Sabah uyandığınızda aslında geceden çok saat geçmediği halde konuşulan konuların tamamen değiştiğini görüyorsanız Türkiye’de yaşadığınızdan emin olabilirsiniz. İnanılmaz bir hızla değişiyor her şey.
Gündemin bu kadar hızlı tüketilmesi aslında soğuk su ile duş almak etkisi yaratsa da yani zindelik sağlasa da bir yandan da ülkenin sorun çözemeden bir yokuştan yuvarlanan taş gibi sağa sola çarpmasına neden oluyor.
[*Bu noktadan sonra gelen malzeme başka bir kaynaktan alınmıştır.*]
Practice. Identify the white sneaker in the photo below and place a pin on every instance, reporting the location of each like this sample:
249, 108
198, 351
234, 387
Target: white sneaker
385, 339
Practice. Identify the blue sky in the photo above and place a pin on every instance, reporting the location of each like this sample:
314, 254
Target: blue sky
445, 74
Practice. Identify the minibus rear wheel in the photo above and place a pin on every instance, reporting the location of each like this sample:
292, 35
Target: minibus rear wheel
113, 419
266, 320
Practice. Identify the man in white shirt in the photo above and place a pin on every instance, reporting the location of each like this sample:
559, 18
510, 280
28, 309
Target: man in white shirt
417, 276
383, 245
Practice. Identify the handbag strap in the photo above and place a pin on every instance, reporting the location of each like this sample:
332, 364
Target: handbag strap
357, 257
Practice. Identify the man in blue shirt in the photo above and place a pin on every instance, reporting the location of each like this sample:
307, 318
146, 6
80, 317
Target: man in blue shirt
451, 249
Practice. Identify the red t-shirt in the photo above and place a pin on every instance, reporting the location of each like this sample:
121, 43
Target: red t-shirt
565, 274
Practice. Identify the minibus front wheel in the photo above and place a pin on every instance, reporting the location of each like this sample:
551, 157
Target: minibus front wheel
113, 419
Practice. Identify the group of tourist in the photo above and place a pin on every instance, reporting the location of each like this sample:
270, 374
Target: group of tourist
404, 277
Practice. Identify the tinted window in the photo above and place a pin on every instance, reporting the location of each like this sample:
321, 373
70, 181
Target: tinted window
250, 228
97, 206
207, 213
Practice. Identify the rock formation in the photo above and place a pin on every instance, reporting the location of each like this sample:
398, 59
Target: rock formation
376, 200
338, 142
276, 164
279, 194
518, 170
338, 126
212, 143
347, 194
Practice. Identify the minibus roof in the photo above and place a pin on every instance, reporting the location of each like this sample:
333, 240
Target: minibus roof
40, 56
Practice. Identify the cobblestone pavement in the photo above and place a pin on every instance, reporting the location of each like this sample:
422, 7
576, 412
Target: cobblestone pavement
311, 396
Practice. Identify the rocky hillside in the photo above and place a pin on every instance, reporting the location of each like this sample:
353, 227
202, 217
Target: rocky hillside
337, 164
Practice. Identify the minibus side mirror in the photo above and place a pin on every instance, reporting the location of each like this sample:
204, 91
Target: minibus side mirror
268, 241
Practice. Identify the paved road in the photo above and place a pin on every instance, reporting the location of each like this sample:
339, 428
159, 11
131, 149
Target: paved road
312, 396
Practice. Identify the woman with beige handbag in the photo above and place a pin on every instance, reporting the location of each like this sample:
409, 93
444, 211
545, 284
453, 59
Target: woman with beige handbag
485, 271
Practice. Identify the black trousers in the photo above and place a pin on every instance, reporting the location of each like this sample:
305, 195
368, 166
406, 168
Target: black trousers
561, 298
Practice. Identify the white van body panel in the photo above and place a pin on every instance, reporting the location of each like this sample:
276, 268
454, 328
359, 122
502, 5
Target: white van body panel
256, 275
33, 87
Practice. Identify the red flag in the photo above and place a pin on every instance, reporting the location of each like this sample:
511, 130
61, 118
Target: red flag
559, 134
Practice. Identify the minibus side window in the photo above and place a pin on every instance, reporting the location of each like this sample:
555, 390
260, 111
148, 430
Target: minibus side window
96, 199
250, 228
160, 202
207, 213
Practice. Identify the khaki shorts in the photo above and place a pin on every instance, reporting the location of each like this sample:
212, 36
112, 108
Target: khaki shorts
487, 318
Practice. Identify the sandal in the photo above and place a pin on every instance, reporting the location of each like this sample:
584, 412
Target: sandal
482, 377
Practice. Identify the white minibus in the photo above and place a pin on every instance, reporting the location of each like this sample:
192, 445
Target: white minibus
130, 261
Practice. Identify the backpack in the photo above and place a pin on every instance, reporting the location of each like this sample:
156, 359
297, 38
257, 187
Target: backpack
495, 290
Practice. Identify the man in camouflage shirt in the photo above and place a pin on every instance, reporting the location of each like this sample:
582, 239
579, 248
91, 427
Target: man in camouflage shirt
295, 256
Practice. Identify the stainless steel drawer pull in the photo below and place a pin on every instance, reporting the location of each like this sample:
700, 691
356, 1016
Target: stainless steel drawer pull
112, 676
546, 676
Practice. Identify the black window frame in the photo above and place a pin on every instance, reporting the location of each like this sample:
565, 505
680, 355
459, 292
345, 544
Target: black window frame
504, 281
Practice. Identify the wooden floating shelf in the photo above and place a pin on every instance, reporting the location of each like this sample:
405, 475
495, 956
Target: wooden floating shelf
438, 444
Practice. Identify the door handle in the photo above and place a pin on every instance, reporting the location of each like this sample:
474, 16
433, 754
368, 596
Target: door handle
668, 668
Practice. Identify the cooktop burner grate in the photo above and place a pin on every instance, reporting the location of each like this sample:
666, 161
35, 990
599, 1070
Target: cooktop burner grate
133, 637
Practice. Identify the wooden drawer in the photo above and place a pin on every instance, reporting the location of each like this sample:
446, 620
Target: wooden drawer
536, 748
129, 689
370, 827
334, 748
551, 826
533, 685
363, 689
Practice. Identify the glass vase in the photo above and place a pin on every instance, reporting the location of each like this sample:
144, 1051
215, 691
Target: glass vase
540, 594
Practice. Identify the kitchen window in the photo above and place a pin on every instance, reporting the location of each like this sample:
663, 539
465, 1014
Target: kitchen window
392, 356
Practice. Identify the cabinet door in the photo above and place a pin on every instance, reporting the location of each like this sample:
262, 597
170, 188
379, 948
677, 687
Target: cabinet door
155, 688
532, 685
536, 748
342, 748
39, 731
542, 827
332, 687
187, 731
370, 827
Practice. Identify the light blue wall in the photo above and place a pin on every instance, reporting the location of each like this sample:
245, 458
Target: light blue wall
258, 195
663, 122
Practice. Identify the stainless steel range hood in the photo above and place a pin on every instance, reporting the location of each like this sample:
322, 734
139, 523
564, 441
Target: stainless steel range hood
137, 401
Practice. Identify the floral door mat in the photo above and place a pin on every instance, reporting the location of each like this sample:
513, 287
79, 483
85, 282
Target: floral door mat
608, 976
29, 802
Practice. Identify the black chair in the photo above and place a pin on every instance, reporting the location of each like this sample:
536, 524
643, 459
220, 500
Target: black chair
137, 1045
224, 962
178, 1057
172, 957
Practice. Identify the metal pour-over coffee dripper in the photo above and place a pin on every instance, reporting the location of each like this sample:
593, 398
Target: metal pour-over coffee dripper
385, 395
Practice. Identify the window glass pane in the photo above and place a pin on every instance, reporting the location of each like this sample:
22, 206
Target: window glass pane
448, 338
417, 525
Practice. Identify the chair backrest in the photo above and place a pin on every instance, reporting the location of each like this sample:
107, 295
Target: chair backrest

Zaman her şeyin ilacıdır diye bilirdik oysa şimdi zaman yetişemediğimiz akan bir sele dönüştü.
Tam bir konuyu gündeme getirince işte bu sefer bu konu çözülecek diye düşünüyoruz ama kısa süre sonra yeni bir gündem ile bu konuyu çözümsüzler klasörüne atıyoruz.
Çözülemeden devam eden gündemler nedeniyle mutsuz ve yorgunuz. Buna bir isim bulmak gerekirse galiba gündemsel jetlag yaşıyoruz.
Jetlag bir uçuş değimi. Uzun uçuşlar sırasında biyolojik saatin yeni saat dilimine alışamaması olarak biliniyor. Uçak mürettebatı ve uzun uçuşlarısık yapanlardagörülüyor.
Uyku bozukluğu, aşırı yorgunluk ve psikolojik kaygı durumu değişikliği şeklinde görünüyor.
Vardiyeli çalışanlar aslında bu tabloyu benzer şekilde yaşıyorlar.
Özellikle doğudan batıya uçuşlarda zamanın hızından daha hızlı yer değiştirince yani zamandan atlayınca başınıza geliyor.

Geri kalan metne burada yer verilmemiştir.